I use a mapped drive to all my workstations and server that is on a large data filer. Then I install Creo to that drive and use shortcuts to the user workstations. Creo Agent, etc are installed on the server and pointed to by a batch file that I run from the parametric.bat file in the install /bin folder.
I do the same thing as @BenLoosli. Creo and all of its dependents are installed to a mapped network drive. I did a bunch of performance testing in the past. The only real difference between a network installation and a local installation was during startup where the ~300 MB .exe file is copied over the network to launch Creo. After that the performance was nearly identical. We also have gigabit network connections to all of our workstations.
If you do not have gigabit connections or your network has dropped packets then the software will simply crash when a user picks a menu and it can't retrieve the data associated with that menu over the network.
"the software will simply crash"
Wow! Critical moment. Need to think twice before using network installation.
We have never had that problem, even when we were running 100 Mb connections. Sure, startup was slower (around a minute), but after running the performance was the same as a local installation.

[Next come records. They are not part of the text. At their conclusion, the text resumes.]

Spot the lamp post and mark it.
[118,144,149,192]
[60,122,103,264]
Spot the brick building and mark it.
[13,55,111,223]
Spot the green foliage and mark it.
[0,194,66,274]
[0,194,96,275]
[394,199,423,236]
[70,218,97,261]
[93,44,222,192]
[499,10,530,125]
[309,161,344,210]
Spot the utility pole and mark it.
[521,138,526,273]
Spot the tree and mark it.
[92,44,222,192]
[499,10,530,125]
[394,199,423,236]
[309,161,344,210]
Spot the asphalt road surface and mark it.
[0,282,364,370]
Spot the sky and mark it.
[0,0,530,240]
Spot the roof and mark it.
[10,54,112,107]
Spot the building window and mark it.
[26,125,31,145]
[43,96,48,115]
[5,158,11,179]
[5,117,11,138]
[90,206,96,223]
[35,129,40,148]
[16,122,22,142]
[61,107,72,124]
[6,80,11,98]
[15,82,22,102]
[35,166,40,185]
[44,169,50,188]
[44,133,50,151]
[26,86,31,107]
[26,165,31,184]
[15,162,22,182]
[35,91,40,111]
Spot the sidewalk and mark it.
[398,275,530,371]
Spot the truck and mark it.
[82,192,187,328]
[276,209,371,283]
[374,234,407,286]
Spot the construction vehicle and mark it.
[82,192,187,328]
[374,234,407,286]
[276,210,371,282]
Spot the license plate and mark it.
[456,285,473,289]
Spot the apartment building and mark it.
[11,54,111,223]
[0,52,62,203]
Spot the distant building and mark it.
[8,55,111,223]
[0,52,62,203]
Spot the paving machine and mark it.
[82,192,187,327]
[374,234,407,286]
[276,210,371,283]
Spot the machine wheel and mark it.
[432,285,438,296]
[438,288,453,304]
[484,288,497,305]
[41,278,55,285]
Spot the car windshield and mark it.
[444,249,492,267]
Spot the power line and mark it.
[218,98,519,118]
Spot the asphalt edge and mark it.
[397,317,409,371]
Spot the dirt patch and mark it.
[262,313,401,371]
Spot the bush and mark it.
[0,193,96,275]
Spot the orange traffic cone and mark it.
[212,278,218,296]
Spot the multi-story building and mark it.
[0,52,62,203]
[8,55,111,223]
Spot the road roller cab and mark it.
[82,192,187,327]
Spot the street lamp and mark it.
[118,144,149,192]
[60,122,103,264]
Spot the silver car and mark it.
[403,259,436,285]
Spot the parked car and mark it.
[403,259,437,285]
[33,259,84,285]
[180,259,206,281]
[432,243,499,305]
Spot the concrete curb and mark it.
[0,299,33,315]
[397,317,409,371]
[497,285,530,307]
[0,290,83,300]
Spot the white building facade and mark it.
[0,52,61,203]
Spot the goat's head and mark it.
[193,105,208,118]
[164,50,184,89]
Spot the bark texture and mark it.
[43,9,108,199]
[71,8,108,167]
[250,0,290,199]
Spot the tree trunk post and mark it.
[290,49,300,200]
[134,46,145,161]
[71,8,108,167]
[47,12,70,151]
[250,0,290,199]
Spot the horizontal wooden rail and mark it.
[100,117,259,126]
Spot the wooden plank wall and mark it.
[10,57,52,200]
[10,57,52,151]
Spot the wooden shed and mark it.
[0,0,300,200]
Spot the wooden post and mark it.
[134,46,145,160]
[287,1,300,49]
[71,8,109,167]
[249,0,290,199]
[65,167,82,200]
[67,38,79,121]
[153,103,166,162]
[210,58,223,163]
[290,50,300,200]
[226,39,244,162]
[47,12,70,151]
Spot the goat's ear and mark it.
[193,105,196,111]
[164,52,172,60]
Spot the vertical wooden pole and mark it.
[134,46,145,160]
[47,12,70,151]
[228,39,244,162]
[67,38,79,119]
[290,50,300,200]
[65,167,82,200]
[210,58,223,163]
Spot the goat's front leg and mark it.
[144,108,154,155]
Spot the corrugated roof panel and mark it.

We tested back on Wildfire so it might have changed since then. We stuck with the local installs because there was an initial lag in launch from the network server where the install was being hosted when it was spinning up the hard drives and trying to deliver that same initial data package to multiple requests at the same time.
Also every time you picked a menu it was retrieving that data from the server and sometimes there was a hiccup getting the data which lead to the program crashing without warning.
I know several large companies that have network installs though so I am sure with the right infrastructure in place it isn't a problem. It could also be that new versions have gotten better about waiting for the requested data.
It's mentioned in multiple places in the Creo Installation and Configuration Guide.
See pages 53-54, 60-63, 131, 141, and 154. (We do not add the registry settings for our clients.)